John's thesis, ‘O a mai oe? Samoa language in diaspora Aotearoa/New Zealand’, will contribute enormously to understanding the health of Pacific languages in Aotearoa/New Zealand. His research will examine the data from the New Zealand Census of Population and Dwellings 1996, 2001, 2006 and 2013 with a focus on 2013. In addition to the secondary data, John will collect primary data from a language attitudinal survey administered to a sample of 3,000 Pacific peoples. The research will compare Pacific peoples but will drill down into the Samoan ethnic group.
John's experience at the Smithsonian will help inform his doctoral research and his work within Te Ipukarea and the Centre.

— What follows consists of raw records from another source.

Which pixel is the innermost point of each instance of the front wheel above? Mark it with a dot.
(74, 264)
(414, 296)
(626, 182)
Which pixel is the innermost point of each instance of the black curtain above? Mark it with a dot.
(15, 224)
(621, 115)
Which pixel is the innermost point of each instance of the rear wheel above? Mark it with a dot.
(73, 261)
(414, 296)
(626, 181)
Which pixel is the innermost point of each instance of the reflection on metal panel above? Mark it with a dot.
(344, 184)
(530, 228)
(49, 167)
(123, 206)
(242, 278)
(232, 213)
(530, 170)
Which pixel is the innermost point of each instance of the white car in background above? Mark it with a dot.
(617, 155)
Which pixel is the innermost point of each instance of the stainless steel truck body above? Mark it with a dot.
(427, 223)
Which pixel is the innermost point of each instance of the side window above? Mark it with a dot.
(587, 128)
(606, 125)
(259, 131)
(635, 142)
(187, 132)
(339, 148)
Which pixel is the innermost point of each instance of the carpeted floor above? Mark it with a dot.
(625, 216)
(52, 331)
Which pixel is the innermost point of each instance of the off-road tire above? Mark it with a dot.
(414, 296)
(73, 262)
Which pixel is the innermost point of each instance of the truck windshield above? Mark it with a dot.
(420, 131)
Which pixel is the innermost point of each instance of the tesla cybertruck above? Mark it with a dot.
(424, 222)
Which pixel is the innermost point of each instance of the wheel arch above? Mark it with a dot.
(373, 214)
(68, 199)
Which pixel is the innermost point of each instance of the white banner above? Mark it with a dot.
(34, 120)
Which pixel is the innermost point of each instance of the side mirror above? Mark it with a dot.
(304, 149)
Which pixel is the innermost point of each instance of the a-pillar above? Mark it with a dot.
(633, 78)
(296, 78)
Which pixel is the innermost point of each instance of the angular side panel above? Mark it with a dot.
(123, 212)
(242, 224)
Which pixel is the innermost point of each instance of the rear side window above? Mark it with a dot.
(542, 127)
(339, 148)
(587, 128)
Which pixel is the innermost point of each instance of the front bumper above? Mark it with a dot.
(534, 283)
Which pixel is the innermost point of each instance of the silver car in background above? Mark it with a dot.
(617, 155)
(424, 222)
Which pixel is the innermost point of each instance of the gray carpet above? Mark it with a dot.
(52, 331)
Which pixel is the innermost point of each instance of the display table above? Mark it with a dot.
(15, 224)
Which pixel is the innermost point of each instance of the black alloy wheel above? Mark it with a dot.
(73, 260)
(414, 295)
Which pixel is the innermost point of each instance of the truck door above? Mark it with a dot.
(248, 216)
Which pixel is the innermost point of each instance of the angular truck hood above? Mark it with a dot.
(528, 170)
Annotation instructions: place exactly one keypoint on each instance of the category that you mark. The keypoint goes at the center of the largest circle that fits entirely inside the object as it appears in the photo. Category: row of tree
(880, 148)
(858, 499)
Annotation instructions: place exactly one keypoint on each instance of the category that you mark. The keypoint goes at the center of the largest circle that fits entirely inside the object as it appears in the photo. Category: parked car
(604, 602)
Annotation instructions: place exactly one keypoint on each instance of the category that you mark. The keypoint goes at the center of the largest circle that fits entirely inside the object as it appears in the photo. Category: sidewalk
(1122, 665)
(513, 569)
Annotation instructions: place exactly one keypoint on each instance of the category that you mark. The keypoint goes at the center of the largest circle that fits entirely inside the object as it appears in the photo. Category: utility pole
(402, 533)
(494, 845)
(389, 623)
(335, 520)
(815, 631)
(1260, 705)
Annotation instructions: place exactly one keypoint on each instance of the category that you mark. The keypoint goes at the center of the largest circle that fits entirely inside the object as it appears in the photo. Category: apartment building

John was awarded the position at the Smithsonian through AUT InterNZ in October 2016. He is the first person to take up this particular internship and is one of two Te Ipukarea team members to be awarded AUT interNZ internships in 2016 (for 2017) - we farewelled Toiroa Williams last month, who is on the opposite coast to John, at the Sundance Institute in LA.
Founded in 1846, the Smithsonian is home to the world's largest museum, education, and research complex. John's position will be with Recovering Voices, a collaborative initiative of the National Museum of Natural History, the National Museum of the American Indian, and the Center for Folklife and Cultural Heritage. Recovering Voices responds to the problem of language and knowledge endangerment by capitalizing on the Institution’s research and collections assets to support communities around the world working towards language, culture and knowledge revitalisation.
John is tasked with working on the analysis of the Global Survey of Language Revitalisation Efforts, the first of its kind in the world. The information provided by the respondents will allow a comparative analysis of the factors that may improve the outcomes of revitalisation efforts. The results are expected to yield insights of value to revitalisation practitioners around the world.
John will be working under the guidance of Dr Gabriela Pérez Báez, Curator of Linguistics, Co-Director of the National Breath of Life Archival Institute for Indigenous Languages and Director of the Global Survey of Language Revitalisation Efforts at the Smithsonian. Dr Gabriela Pérez Báez is also a Fellow of Te Whare o Rongomaurikura – The International Centre of Language Revitalisation, within Te Ipukarea.
John will be away for three months and will return to us mid-year. It is an amazing opportunity for John and, without a doubt, he will make the most of this experience. Te Ipukarea and the Centre will also benefit through the knowledge, skills, and experience John gains during his time at the Smithsonian, particularly the insight regarding surveys as a tool to gather information from communities globally, working to save their endangered languages. This knowledge will help to inform future research projects and initiatives within Te Ipukarea and Te Whare o Rongomaurikura - The International Centre for Language Revitalisation.
Nō reira, kei te hoa, Uia, tēnei te tuku i ō mātou mihi ki a koe kua peka atu ki whenua kē atu, ko mātou kua mahue ake nei tēnei e tatari mai ana kia hoki ora mai koe. Ka mutu, kia haere tū atu nōu e takahi nei i ngā huarahi mātauranga kei mua i tō aroaro, ā, hoki Hāmoa mai rā koe e hoa, e Uia, ki te wā kāinga. Noho mārie atu i raro i ngā tauwhirotanga a tō Matua-nui-i-te-rangi, te ariki o ngā ariki, nāna nei ngā mea katoa.